“Hocam bizim çocuk çok zeki ama şu dersin başına bir türlü oturtamıyoruz, oturmayı sevmiyor.”
“Başkalarının çocukları akıllı uslu oturuyor bizimki düz
duvara tırmanıyor.”
“Dersini yapıyor yapmasına ama defteri baştan aşağı yanlışlarla
dolu, sürekli hatalar yapıyor.”
“Derste 5 dakika durmuyor ama saatlerce bilgisayar oyununa
odaklanıyor.”
“Söylediklerimi hiiiiiç dinlemiyor, bir kulağından giriyor
diğer kulağından çıkıyor.” gibi cümleleri siz de duymuşsunuzdur. Bunları
duyduysanız Dikkat Eksikliği ve Hiperaktivite’yi de duymuş olmalısınız ya da
duymanız an meselesi. Aslında gelişimsel olarak normal olan hareketlilik bazen
anne-baba-öğretmenlerce Hiperaktivite olarak adlandırılabilirken, bambaşka
sebeplerden kaynaklanan dalıp gitme, ödevlerde hatalar yapma gibi davranışlar
dikkat eksikliği olarak etiketlenebiliyor. Peki gerçekte nedir dikkat eksikliği
ve Hiperaktivite bozukluğu ve de en önemlisi ne değildir?

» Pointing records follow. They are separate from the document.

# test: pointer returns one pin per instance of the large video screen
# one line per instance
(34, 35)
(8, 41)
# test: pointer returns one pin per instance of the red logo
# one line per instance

Dikkat Eksikliği ve Hiperaktivite Bozukluğu bir hastalık değil,
nörogelişimsel bir bozukluktur ancak nedeni kesin olarak bilinmemektedir.
Genetik materyalimizin ve çevrenin etkisi olduğu tahmin edilmektedir.
DSM-5 ‘e göre;
- · Çoğunlukla ayrıntılara özen göstermezler. Derste, işte ya da başka etkinlikler sırasında dikkatsizce yanlışlar yaparlar. Ayrıntıları gözden kaçırır, atlamalar yapar hatta bazen komple yanlış bir işi yapıyor olabilirler.
- · İş yaparken ya da oyun oynarken çoğu zaman dikkatini sürdürmekte güçlük çekerler. Ders dinlerken, uzun konuşmalarda veya okumalarda odaklanamazlar. Dersten derse, oyundan oyuna atlayabilirler bu yüzden.
- · Doğrudan kendisine doğru konuşulurken çoğunlukla dinlemiyor gibi görünürler. Aklı başka bir yerdeymiş gibi davranırlar.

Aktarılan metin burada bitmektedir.